The English Ph.D. degree at the University of Delaware is designed to immerse students into specialized work in a significant area of British, American, and Anglophone literary and cultural studies and/or theory. Students receive strong teacher preparation and will learn, among other things, the protocols of scholarly research and publishing. Graduate training in our program foregrounds the importance of preparing graduate students for a variety of career paths within and beyond the academy. To that end, we pursue the following educational goals:
- Disciplinary: Students will engage with a range of theoretical and conceptual frameworks in English Studies, build their own area of expertise within scholarly conversations, and pursue a doctoral project in this area.
- Methodological: Students will demonstrate a range of research methodologies and practical skills in writing, communicating, and disseminating knowledge to diverse audiences.

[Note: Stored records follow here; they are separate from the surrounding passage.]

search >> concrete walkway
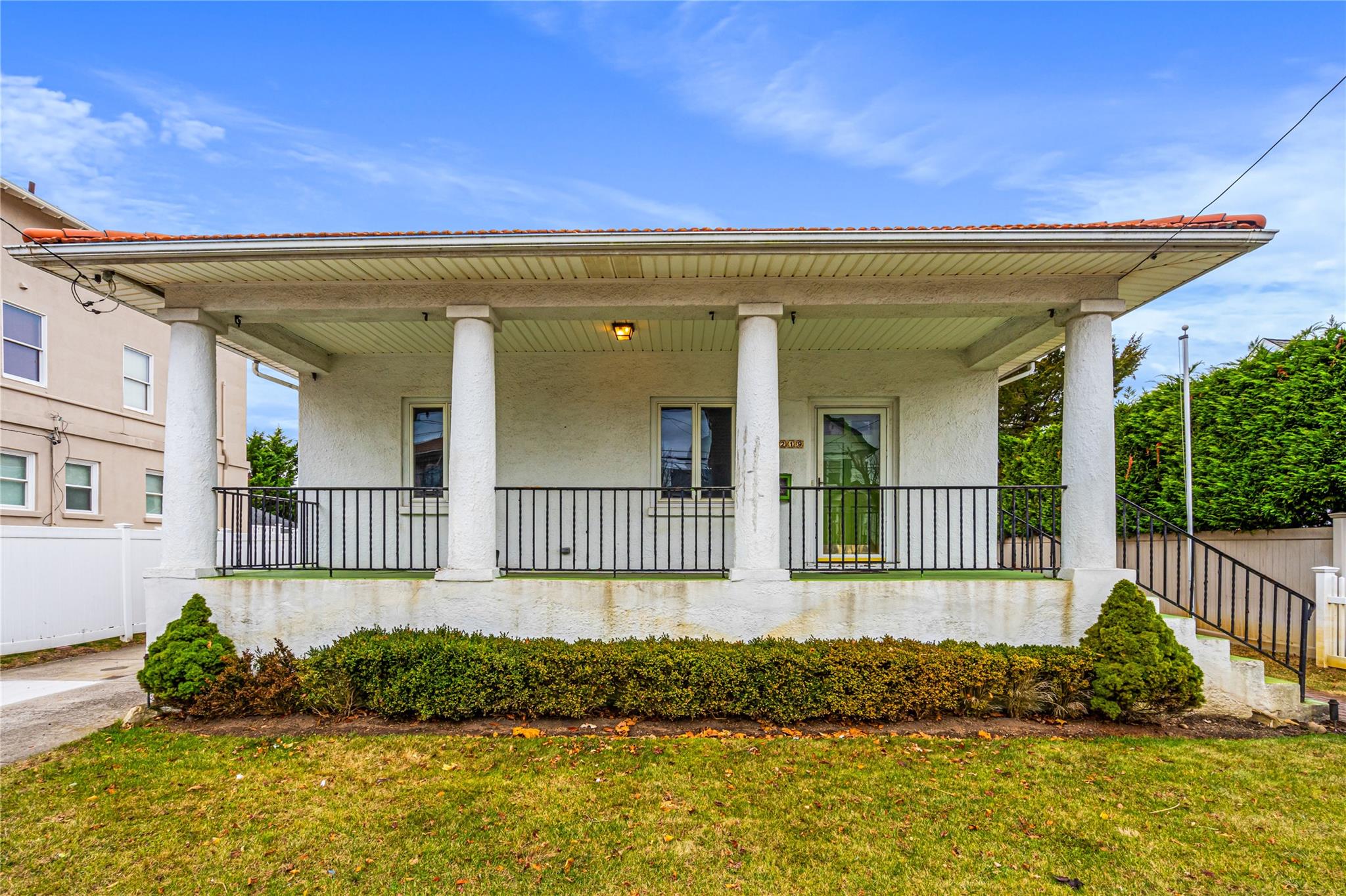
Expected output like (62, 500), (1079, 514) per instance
(0, 644), (145, 765)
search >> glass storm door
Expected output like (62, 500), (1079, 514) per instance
(817, 409), (887, 562)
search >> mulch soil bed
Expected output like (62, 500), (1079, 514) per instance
(151, 715), (1346, 738)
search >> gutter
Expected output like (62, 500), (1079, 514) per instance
(5, 227), (1278, 265)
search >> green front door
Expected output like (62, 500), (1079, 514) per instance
(818, 409), (886, 562)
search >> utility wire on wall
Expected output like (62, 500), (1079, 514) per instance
(1121, 76), (1346, 279)
(0, 218), (121, 315)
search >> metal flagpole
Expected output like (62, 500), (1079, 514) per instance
(1178, 325), (1197, 603)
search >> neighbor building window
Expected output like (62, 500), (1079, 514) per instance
(121, 346), (155, 412)
(402, 399), (448, 498)
(145, 470), (164, 516)
(66, 460), (99, 514)
(0, 446), (37, 510)
(655, 401), (733, 498)
(4, 302), (47, 386)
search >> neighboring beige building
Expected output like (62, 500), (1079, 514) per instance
(0, 180), (248, 529)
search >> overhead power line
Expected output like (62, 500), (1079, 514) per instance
(0, 218), (120, 315)
(1121, 76), (1346, 277)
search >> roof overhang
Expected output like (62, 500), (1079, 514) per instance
(7, 226), (1274, 370)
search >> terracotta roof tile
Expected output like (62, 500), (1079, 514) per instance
(23, 214), (1266, 242)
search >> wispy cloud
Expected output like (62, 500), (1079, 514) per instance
(1019, 85), (1346, 382)
(0, 76), (197, 226)
(514, 4), (1040, 185)
(3, 72), (723, 231)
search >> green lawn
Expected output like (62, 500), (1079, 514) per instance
(0, 727), (1346, 893)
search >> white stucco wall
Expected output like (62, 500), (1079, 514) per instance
(154, 579), (1082, 652)
(299, 347), (996, 562)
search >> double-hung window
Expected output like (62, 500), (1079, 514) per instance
(66, 460), (99, 514)
(4, 302), (47, 386)
(402, 398), (448, 501)
(145, 470), (164, 516)
(0, 451), (37, 510)
(121, 346), (155, 413)
(655, 401), (733, 499)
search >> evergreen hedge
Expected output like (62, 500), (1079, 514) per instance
(306, 628), (1093, 724)
(1000, 323), (1346, 530)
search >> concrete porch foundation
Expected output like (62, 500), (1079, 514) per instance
(145, 577), (1111, 654)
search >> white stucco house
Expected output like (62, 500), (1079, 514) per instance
(8, 214), (1297, 694)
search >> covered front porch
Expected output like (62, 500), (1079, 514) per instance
(8, 217), (1270, 646)
(214, 324), (1063, 580)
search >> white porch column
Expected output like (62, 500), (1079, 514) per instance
(1061, 299), (1125, 569)
(435, 305), (499, 581)
(730, 303), (790, 581)
(155, 308), (223, 579)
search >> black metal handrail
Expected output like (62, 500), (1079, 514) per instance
(496, 485), (733, 576)
(785, 485), (1065, 575)
(1117, 495), (1315, 700)
(216, 485), (448, 575)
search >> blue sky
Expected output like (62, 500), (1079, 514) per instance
(0, 1), (1346, 430)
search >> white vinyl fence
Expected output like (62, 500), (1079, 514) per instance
(0, 526), (162, 654)
(1314, 566), (1346, 669)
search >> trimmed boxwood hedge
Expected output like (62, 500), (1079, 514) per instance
(304, 628), (1094, 724)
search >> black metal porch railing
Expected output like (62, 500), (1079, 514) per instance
(1117, 495), (1315, 700)
(785, 485), (1063, 575)
(216, 487), (448, 575)
(496, 485), (733, 576)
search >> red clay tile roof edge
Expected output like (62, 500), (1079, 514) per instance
(23, 214), (1266, 242)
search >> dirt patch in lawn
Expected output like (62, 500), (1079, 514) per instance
(153, 715), (1346, 738)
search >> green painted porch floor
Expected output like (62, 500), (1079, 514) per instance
(212, 569), (1050, 581)
(217, 569), (435, 579)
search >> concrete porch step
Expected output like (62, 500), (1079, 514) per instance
(1151, 597), (1320, 721)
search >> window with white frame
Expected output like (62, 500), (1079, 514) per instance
(0, 451), (37, 510)
(654, 401), (733, 498)
(4, 302), (47, 386)
(64, 460), (99, 514)
(402, 398), (448, 498)
(121, 346), (155, 413)
(145, 470), (164, 516)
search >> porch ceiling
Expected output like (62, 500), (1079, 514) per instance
(288, 317), (1006, 355)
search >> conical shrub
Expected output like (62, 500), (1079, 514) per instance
(136, 594), (234, 704)
(1079, 581), (1203, 721)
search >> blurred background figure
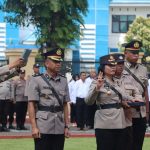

- Professional: Students will conduct scholarly research, prepare to publish, and share knowledge with diverse audiences and professionals.
- Pedagogical: Students will demonstrate knowledge and resources to teach college-level courses in their fields of study and share knowledge with publics and stakeholders outside the academy.
Our program houses Research Clusters in the Environmental Humanities, Black Cultural Studies, Print and Material Culture Studies, and Writing Studies. Students are encouraged to pursue research in one of these fields as a complement either to their work in a particular national literature, period, or thematic concern; or leading to innovative approaches that engage with textual analysis, the digital humanities, and/or the public face of the humanities.
Requirements for Admission
An applicant for the PhD program is expected to have earned a Bachelor’s degree with coursework in English. The average in this work should be at least A-/B+ (3.5 on a scale of 1 to 4). Three letters of recommendation, a personal statement, and a writing sample (a critical paper) are required. The GRE test is not required.
Students with MA degrees from other institutions may also apply for the PhD program. They are expected to have an academic index of at least 3.75 in their MA courses and excellent recommendations from their graduate professors. Their writing samples should evidence strong analytical abilities.
Students are admitted into the graduate program for the fall semester only. For students applying for funding as well as admission to the graduate program, all application materials should be submitted by January 1.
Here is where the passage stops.